Is there a reason for "delete-buffer"?

Hello,
I am new to kakoune, coming from vim. I just wanted to know, why the “buffer” commands are inverted. We have “buffer-next” and “buffer-previous”. But we also have “delete-buffer”. This last one seems to me, to go against the kakoune philosophy of first selecting and then acting. Furthermore, I want to write “buffer-…” and then need to correct this.
The question, I guess, is: Why is it “delete-buffer” and not “buffer-delete”?

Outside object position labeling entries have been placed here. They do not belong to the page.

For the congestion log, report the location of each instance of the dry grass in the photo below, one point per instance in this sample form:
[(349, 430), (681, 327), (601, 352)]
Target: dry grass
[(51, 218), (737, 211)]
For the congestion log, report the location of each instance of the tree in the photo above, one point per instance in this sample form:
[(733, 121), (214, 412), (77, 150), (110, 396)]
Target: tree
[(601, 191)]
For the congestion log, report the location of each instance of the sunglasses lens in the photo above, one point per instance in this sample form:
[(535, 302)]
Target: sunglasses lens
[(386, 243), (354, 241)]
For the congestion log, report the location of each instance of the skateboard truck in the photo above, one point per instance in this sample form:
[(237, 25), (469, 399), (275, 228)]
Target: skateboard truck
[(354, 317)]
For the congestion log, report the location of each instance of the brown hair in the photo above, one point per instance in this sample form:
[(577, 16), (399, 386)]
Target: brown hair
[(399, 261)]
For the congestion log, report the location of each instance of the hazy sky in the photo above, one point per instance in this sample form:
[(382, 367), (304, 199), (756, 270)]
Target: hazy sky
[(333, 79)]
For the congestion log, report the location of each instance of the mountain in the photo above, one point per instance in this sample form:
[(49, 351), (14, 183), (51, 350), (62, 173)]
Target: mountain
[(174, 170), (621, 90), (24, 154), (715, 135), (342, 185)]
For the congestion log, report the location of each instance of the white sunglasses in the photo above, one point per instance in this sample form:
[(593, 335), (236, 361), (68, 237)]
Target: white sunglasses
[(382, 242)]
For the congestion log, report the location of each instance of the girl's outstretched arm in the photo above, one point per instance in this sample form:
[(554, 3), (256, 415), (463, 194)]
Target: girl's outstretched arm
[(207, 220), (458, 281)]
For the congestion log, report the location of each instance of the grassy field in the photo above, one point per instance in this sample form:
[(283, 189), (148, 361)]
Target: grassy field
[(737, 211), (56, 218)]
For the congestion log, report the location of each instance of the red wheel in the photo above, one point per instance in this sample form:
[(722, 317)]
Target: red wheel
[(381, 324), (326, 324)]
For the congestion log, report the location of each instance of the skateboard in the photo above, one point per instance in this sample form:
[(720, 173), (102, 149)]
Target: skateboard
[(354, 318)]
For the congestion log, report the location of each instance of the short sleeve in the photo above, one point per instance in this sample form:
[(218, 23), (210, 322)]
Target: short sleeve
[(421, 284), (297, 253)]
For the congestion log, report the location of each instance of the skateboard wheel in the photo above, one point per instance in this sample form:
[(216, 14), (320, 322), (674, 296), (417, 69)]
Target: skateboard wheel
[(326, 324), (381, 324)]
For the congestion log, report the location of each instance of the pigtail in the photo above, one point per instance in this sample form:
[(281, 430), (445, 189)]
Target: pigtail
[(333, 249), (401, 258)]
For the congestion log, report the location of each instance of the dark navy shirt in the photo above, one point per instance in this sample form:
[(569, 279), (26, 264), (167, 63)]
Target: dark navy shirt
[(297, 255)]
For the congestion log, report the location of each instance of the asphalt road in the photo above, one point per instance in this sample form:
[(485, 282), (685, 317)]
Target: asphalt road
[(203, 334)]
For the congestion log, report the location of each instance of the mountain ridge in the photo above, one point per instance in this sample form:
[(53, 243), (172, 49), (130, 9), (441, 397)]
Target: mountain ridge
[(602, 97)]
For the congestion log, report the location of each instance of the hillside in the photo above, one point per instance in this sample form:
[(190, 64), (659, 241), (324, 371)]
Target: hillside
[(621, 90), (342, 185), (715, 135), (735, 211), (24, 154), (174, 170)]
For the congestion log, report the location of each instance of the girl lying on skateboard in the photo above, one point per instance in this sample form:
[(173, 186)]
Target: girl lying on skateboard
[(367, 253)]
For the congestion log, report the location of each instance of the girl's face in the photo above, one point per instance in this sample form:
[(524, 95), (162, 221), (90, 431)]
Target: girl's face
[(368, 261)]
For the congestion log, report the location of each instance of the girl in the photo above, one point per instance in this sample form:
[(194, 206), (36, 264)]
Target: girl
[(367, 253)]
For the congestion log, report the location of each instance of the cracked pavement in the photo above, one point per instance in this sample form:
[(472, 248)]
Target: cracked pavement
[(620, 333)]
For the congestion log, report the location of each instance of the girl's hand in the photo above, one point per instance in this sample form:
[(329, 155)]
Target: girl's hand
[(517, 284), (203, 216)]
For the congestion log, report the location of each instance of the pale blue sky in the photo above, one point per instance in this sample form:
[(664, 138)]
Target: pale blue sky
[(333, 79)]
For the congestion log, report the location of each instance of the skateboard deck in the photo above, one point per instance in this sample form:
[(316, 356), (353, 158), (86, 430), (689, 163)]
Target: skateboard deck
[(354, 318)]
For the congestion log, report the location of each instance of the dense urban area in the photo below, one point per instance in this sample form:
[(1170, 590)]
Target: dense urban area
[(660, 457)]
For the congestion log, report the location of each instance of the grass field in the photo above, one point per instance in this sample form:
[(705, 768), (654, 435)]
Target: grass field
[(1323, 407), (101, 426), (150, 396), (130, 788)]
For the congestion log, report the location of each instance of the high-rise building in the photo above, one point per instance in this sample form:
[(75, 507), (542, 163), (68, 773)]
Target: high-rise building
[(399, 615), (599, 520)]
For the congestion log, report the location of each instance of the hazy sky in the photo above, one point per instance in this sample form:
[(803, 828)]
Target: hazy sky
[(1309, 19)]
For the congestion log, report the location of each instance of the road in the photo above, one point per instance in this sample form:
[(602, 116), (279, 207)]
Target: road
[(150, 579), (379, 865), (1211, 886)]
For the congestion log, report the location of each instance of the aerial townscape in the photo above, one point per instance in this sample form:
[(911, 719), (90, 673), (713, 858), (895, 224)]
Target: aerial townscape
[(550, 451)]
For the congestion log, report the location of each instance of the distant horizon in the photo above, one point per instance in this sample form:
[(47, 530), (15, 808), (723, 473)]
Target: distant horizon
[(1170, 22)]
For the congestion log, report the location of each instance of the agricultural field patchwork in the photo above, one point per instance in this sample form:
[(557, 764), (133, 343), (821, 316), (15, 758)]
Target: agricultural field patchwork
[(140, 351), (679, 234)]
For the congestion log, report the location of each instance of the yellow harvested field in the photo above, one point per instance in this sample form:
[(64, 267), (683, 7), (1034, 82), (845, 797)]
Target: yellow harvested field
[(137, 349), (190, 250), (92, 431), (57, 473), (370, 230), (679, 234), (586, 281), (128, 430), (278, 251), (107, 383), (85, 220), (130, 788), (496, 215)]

P.S.: I like the “selection first” mentality. It has a very 2016 kind of vibe :stuck_out_tongue: I also very
much like the regex mechanism. It comes much more naturaly to me than the vim-counterpart.
P.P.S.: I am in favor of the whole “Duck”-Issue

1 Like

Hello

Have a look at these related GitHub issues / commits for some historic background on this topic:

Why db to delete buffer instead of bd
https://github.com/mawww/kakoune/issues/1094

Buffer Delete vs Delete Buffer
https://github.com/mawww/kakoune/issues/806

Rename commands to fit a more consistent naming scheme
https://github.com/mawww/kakoune/pull/827

3 Likes

Hi Delapouite,

thank you for the informative reply.
I understand the problems now, arising from old naming schemes.
IMHO a consistent verbose object-verb format with custom alias would have been a great choice for kakoune.
Since kak already diverges from konventions, consistency would have been a great asset.
Having said that, I think the commands have a great format.